この受難節のさ中、新型コロナウイルスの世界的な感染拡大により、多くの方々が困難の内にいます。現在、私たちの世界も「受難」の時にあるということができるでしょう。いま病いの中で懸命に治療をしている方々の上に癒しがありますように、また医療に従事しておられる方々の上に主のお守りがありますよう祈ります。人々の命と安全が守られますように、また生活が守られますように祈ります。私たちも祈りをあわせてゆくと共に、改めて日常生活の中で感染の予防を徹底してゆきたいと思います。

 

世界的に感染がより拡大する中、この先どうなってゆくのか、なかなか先が見えない状況にあります。対応策として都心部などでもこの週末は外出の自粛要請が出されています。一方で、この先、様々な対応がより長期化してゆくことを念頭に置く必要が出てくるかもしれません。今回の出来事は私たちの心に暗い影を落とし、まるで社会が薄暗闇に覆われてしまっているかのようです。

 

暗闇のあるところ、しかし、そこに主は共におられます。闇の中の光、私たちの一歩一歩を照らす光として――。

 

先のことは見えなくても、主は今日という日を、光で照らしてくださっています。
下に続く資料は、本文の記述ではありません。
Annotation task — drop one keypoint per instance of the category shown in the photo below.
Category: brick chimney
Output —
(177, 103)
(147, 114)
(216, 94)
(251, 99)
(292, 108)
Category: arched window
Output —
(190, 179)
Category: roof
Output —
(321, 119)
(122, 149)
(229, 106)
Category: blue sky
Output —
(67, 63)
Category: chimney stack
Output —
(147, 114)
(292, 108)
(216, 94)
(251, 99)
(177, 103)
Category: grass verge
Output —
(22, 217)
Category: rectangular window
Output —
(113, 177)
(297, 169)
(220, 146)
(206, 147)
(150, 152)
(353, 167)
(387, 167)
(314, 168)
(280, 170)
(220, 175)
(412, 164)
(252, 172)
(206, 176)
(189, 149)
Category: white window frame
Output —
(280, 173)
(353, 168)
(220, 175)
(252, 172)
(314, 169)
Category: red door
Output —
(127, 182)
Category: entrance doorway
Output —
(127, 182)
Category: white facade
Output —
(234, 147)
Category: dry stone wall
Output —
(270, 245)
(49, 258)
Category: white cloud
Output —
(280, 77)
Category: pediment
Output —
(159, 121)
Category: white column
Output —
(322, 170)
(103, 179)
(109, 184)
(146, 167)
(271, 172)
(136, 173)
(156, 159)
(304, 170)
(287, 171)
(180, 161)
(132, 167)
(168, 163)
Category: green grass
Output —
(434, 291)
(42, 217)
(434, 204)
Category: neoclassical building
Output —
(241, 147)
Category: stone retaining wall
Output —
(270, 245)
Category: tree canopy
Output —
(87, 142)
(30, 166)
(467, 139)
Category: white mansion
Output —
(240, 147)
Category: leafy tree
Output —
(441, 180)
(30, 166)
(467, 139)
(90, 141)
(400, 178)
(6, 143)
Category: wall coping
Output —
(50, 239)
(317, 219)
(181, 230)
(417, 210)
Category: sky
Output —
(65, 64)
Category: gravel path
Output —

いまこの瞬間を命の光で照らし出してくださっています。この先どうなるのか、確かに、私たちには未来を正確に予測をすることはできません。私たちの希望通りに物事が進んでゆくわけでもありません。先のことは分かりませんが、しかし私たちは今日という日を大切に生きることはできます。今日できることをなし、互いに互いを思い遣りながら過ごすことはできます。この積み重ねが、私たちの未来に確かな希望をも、もたらしていってくれることでしょう。

 

キリストの光にこの心を照らされながら、この受難節の中を、一歩、また一歩と共に歩んでゆきたいと願います。